Regional AmChams heard from a range of business, government and academic leaders in two-day conference

Thursday, April 12, 2018

One of the most anticipated business summits has wrapped up with new resolve for business engagement between Asia and the United States, despite recent announcements on international trade and tariffs.

Some 330 leading business, government, diplomatic and academic figures from more than 12 countries across Asia and the US met in Kuala Lumpur Malaysia for the 2018 APCAC (Asia Pacific Council of American Chambers of Commerce) Business Summit.

AmCham Indonesia’s Managing Director, A Lin Neumann, moderated a panel at the event; Board President Brian Arnold and Executive Director Sarah Howe also attended.

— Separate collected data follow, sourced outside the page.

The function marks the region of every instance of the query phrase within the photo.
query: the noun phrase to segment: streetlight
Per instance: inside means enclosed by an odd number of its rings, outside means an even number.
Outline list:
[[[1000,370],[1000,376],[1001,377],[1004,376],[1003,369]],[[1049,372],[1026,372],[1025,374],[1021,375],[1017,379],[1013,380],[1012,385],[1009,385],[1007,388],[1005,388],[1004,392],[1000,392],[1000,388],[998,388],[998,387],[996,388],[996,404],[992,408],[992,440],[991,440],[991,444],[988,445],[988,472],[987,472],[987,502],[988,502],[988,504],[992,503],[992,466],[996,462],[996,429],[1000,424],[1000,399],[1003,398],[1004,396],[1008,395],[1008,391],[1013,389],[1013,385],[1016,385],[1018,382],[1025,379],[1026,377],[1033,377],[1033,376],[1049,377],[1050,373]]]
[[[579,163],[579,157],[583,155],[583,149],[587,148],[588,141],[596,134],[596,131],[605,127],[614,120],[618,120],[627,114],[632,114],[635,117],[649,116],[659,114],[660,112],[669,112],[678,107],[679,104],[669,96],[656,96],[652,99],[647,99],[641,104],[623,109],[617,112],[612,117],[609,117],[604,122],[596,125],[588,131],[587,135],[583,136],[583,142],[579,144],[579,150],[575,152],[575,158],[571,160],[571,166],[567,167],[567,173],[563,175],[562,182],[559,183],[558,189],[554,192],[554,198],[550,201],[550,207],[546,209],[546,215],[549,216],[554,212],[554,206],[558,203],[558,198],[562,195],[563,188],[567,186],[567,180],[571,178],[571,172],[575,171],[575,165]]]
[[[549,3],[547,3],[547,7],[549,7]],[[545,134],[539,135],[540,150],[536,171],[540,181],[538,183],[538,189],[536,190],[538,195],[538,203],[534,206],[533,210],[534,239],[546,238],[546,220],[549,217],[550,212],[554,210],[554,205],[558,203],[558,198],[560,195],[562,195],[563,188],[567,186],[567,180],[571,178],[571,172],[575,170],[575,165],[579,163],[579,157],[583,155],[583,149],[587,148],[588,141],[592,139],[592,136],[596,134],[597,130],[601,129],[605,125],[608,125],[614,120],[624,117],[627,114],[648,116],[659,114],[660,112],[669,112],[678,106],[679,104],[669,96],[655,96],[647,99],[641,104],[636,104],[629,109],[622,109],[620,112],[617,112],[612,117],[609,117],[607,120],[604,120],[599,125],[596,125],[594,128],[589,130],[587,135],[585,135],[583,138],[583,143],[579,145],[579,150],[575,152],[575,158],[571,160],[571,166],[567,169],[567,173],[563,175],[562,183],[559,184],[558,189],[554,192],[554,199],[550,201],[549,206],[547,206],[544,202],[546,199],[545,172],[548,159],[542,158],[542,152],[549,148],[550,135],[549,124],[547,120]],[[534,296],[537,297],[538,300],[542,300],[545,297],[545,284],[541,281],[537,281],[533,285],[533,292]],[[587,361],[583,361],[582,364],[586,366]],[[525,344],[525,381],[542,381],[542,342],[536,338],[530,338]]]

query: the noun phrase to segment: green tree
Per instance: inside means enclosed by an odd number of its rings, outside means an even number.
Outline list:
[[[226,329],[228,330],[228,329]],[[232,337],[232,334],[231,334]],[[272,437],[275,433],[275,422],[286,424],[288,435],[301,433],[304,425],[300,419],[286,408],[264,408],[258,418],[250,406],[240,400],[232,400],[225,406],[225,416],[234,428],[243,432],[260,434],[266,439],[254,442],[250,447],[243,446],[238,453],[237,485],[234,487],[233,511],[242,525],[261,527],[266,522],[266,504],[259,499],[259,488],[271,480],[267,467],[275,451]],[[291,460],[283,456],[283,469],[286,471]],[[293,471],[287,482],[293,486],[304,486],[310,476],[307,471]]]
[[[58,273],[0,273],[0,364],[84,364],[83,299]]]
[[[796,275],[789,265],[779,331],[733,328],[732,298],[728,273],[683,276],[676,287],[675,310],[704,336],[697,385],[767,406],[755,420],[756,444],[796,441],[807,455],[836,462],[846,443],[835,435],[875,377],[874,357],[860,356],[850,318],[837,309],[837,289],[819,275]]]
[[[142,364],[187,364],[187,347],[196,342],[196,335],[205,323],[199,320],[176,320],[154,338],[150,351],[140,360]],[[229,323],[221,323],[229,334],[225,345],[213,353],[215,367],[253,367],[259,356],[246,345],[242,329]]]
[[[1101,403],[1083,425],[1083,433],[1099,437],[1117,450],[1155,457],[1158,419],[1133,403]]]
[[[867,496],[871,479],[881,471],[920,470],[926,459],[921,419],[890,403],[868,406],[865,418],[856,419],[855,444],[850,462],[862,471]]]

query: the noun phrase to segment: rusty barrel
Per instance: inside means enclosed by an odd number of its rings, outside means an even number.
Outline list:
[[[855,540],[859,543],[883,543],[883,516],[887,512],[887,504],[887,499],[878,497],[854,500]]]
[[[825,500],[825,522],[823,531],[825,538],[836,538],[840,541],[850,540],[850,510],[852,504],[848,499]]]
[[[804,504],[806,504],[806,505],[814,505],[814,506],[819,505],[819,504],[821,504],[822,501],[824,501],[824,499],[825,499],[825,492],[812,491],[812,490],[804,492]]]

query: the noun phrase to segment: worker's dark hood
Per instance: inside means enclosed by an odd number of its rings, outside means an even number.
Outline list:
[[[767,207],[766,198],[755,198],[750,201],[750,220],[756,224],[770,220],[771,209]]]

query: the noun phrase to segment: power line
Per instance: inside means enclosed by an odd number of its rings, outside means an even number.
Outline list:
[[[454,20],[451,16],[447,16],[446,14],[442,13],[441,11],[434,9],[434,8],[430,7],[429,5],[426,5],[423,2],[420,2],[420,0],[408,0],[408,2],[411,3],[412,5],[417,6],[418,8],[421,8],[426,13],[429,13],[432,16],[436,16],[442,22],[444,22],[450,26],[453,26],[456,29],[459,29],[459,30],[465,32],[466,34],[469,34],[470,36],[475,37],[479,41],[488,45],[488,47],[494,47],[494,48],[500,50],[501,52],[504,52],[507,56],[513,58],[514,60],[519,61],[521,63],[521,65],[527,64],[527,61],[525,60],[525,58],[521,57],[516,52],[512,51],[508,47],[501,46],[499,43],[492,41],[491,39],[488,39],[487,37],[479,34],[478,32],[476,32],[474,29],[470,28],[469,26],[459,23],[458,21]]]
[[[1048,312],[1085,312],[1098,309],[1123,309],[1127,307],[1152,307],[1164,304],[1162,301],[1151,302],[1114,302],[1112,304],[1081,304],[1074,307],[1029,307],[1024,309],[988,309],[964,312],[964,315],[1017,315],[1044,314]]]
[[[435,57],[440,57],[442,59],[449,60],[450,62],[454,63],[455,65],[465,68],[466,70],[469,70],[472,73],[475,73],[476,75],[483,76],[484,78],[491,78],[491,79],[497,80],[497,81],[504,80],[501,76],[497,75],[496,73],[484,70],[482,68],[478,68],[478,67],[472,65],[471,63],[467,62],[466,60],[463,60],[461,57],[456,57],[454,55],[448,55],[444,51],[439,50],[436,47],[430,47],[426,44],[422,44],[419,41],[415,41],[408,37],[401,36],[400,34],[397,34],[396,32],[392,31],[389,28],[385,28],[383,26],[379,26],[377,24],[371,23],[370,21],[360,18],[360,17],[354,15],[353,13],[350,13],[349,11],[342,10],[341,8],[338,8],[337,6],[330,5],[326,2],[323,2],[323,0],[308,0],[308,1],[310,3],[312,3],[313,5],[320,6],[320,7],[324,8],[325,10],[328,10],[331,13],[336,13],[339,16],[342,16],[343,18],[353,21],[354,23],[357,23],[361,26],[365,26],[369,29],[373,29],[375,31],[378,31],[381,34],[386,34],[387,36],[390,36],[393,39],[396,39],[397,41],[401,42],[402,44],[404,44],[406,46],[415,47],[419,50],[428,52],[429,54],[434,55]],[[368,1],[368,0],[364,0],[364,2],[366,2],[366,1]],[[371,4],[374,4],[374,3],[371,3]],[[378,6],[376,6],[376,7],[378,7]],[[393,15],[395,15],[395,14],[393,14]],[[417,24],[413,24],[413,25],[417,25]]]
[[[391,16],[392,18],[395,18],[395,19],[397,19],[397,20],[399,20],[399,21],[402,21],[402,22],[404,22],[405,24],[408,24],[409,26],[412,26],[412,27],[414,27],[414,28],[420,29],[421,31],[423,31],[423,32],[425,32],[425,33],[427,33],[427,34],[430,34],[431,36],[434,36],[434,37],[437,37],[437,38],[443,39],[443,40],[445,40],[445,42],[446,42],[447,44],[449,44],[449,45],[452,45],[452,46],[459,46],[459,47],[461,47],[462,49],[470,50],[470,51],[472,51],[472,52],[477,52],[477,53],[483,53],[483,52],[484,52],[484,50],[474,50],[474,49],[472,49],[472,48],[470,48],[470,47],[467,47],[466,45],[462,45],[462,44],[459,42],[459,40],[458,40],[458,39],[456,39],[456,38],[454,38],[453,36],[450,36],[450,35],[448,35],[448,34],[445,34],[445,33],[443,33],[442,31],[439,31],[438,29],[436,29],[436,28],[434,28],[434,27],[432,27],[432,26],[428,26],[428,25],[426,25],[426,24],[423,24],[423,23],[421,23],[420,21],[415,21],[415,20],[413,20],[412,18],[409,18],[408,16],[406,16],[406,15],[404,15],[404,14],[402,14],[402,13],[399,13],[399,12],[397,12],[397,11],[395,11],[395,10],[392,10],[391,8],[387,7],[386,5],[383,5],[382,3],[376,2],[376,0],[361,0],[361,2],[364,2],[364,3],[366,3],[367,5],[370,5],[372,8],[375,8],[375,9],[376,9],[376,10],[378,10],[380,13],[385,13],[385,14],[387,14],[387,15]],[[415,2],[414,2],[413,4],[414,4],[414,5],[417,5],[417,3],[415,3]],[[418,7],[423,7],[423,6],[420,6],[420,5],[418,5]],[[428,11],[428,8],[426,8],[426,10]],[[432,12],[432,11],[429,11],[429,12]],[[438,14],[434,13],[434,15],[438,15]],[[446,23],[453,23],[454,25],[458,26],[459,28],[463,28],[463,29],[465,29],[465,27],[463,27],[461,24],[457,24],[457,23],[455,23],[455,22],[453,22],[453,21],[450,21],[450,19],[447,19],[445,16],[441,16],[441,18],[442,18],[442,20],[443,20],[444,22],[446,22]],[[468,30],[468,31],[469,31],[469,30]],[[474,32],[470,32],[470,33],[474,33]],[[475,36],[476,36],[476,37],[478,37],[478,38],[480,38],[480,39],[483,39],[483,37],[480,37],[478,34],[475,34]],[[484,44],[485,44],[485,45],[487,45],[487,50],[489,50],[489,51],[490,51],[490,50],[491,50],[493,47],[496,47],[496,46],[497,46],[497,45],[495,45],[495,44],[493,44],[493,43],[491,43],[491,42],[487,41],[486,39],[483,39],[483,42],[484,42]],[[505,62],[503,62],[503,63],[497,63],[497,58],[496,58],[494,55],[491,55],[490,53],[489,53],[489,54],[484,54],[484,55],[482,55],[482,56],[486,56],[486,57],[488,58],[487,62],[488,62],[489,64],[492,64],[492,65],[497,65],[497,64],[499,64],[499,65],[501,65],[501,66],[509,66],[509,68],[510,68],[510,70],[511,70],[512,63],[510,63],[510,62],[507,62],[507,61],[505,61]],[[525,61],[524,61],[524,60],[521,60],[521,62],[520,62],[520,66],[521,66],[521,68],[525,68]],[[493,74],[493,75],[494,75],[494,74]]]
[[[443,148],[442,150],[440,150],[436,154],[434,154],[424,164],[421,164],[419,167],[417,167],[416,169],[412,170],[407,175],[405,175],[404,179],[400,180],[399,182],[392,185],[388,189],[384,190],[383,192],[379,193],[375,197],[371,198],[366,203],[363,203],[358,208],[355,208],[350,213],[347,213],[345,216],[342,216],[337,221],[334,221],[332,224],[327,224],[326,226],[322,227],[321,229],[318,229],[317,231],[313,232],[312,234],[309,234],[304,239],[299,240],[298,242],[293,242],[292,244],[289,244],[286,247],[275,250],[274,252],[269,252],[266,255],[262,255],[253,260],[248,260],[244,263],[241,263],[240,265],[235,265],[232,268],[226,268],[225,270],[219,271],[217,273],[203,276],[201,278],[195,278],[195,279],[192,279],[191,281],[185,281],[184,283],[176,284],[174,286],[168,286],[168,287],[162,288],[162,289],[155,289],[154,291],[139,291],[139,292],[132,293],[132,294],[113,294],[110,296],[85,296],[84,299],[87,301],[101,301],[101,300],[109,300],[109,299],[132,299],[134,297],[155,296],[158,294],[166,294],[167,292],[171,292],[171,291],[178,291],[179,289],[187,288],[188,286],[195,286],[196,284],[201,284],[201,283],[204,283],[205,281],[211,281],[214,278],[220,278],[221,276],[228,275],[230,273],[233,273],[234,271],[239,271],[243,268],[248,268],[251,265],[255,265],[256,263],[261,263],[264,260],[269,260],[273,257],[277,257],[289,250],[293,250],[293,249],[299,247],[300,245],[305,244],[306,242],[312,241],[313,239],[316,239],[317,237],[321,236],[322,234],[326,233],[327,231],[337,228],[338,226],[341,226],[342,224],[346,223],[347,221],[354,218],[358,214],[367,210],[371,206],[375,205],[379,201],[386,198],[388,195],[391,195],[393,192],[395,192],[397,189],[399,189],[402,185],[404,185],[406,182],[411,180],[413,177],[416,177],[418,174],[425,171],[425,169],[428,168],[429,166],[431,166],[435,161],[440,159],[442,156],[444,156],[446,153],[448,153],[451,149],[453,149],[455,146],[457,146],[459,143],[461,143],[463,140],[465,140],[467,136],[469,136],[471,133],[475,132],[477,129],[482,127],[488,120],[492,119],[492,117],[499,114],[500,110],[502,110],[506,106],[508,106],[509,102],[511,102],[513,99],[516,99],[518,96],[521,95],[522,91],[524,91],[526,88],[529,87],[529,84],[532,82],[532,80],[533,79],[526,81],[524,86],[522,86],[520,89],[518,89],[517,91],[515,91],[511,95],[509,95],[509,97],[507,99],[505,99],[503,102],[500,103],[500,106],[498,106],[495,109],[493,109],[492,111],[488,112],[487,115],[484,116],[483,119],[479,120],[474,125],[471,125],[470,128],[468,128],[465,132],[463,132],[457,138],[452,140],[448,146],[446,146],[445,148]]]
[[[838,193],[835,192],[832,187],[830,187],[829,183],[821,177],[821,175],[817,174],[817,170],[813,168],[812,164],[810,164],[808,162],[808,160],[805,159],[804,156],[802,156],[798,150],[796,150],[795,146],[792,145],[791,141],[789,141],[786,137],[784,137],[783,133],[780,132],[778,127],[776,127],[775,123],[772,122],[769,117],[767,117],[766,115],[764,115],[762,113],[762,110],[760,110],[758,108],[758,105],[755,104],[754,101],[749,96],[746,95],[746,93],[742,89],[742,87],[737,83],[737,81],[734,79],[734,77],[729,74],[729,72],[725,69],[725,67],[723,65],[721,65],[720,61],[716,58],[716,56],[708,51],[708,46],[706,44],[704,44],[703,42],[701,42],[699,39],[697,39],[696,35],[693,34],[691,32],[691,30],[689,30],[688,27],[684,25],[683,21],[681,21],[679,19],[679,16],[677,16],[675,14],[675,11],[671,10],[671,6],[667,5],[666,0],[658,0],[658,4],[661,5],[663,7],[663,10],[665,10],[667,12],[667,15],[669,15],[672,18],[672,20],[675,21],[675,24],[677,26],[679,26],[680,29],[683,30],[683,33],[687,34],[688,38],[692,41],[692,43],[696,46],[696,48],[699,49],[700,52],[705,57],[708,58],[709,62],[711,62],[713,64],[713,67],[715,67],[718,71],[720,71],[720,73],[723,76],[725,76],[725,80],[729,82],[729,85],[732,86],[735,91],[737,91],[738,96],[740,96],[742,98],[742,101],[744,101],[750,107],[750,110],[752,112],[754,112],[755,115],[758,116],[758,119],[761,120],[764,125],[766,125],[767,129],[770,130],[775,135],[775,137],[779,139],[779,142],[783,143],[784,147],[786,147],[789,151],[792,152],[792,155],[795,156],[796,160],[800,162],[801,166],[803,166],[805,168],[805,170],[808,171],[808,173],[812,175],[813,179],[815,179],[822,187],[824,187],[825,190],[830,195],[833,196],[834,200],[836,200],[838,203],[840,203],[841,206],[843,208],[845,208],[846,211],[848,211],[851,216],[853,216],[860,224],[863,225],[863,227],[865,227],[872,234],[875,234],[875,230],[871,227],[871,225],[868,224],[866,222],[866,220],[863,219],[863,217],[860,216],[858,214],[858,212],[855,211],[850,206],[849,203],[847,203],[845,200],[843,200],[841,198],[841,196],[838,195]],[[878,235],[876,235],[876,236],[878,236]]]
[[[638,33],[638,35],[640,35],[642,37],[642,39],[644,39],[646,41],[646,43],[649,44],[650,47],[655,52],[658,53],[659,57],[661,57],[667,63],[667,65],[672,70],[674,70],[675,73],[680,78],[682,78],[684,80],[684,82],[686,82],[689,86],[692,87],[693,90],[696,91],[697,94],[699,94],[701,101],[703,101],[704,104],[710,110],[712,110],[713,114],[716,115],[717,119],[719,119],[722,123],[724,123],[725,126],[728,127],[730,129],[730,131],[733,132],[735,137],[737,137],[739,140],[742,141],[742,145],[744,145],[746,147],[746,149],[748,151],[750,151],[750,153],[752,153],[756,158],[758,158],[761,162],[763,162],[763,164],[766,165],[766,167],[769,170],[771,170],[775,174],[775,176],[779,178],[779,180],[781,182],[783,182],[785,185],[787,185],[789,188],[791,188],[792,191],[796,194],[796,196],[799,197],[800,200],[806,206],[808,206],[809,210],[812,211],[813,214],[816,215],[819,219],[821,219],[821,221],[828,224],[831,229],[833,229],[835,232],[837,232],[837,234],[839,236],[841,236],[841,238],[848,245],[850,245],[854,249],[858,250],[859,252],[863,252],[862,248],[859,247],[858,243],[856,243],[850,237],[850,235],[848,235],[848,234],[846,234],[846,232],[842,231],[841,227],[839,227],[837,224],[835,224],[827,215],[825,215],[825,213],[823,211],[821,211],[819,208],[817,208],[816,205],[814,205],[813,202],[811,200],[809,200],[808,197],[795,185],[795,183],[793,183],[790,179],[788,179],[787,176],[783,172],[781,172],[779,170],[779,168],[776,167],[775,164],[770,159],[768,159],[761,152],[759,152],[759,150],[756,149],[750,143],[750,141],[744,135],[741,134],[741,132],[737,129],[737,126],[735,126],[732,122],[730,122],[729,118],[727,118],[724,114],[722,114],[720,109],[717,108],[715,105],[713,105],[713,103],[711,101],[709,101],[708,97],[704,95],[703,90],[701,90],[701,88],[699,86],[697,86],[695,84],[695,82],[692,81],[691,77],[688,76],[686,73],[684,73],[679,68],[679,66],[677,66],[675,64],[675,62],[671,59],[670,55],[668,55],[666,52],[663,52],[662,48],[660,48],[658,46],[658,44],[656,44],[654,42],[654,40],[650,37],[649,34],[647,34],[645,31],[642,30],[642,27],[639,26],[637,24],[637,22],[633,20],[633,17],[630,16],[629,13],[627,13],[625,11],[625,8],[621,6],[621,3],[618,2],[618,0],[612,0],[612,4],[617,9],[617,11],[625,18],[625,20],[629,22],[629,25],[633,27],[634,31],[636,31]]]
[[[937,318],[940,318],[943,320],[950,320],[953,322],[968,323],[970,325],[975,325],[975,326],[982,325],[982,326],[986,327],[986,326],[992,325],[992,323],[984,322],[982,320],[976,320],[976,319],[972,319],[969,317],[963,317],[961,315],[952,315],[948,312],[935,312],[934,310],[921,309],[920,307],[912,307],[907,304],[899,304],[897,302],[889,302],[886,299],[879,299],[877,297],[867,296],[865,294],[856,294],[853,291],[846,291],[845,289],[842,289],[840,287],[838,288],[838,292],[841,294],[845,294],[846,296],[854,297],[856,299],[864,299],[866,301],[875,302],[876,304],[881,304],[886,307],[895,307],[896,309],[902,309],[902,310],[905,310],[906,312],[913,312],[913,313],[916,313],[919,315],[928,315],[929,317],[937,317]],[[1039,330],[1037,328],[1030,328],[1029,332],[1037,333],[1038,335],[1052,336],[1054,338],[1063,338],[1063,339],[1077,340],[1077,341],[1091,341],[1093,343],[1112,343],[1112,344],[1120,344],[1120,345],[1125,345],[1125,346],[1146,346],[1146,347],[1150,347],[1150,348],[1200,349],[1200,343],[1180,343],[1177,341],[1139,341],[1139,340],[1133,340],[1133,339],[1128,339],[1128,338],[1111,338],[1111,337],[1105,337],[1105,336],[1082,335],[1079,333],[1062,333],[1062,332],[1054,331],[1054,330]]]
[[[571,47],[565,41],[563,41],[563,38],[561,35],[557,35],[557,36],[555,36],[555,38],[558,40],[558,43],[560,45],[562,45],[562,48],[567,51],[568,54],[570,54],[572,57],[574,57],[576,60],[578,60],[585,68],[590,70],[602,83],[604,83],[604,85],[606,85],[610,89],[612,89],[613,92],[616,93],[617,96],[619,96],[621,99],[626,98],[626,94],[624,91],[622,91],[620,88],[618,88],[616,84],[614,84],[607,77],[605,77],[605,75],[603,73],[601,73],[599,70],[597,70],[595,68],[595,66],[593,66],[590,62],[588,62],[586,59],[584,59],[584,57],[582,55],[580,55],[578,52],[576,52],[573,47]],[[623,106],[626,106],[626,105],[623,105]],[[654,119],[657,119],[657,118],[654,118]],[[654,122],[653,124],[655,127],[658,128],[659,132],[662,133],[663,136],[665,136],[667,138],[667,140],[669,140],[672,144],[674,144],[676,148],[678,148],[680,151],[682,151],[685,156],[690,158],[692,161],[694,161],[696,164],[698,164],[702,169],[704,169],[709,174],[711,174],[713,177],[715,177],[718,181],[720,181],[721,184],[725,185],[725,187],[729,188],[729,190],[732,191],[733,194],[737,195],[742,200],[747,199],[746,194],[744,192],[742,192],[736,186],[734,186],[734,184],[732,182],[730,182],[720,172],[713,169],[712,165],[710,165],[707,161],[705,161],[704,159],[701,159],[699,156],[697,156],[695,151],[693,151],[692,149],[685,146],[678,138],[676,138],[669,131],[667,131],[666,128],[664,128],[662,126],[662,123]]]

The Chairman of APCAC, Jackson Cox, said the conference was important in creating connections and deepening business engagement in what is the fastest growing region of the world.

“It has been a great week in Kuala Lumpur as we have met to chart a bold future for US business in Asia.  I am optimistic that the future of American business here will remain strong and I will be forever grateful to the hosts for putting together such a successful event,” he said.

Summit organizer and Executive Director of the American Malaysian Chamber of Commerce, Siobhan Das, said she was particularly encouraged by the address of Malaysia’s Minister for International Trade and Industry, Dato’ Sri Mustapa bin Mohamed.

“The Minister acknowledged the important contribution US businesses have made to Malaysia over many years and indicated the government’s commitment to continue that positive engagement.”

Across the Asia Pacific, total US Foreign Direct Investment stood at about USD850 billion at the end of 2016.

“This is an important annual event for AmChams across the region,” said Neumann. “It shows the collective strength and relevance of the AmChams as the voice of American business in the region 365 days a year and 24 hours a day.”

During an internal meeting, APCAC’s members took steps to deepen its institutional presence in the region and expand its collective impact.

Delegates heard from a range of business, government and academic leaders throughout the two-day conference discussing a range of issues including an in depth look at what the Asian Century means, some of the challenges of Asia for US companies, smart cities, the impact of emerging technologies on the global supply chain, energy challenges, cybersecurity, infrastructure and Association of Southeast Asian Nations (ASEAN) and regional trading frameworks.

APCAC is an association of 29 American Chambers of Commerce from across the Asia Pacific and representing 15,000 companies and 10 million employees with an estimated $620 billion in annual FDI management and more than $1 trillion in annual trade.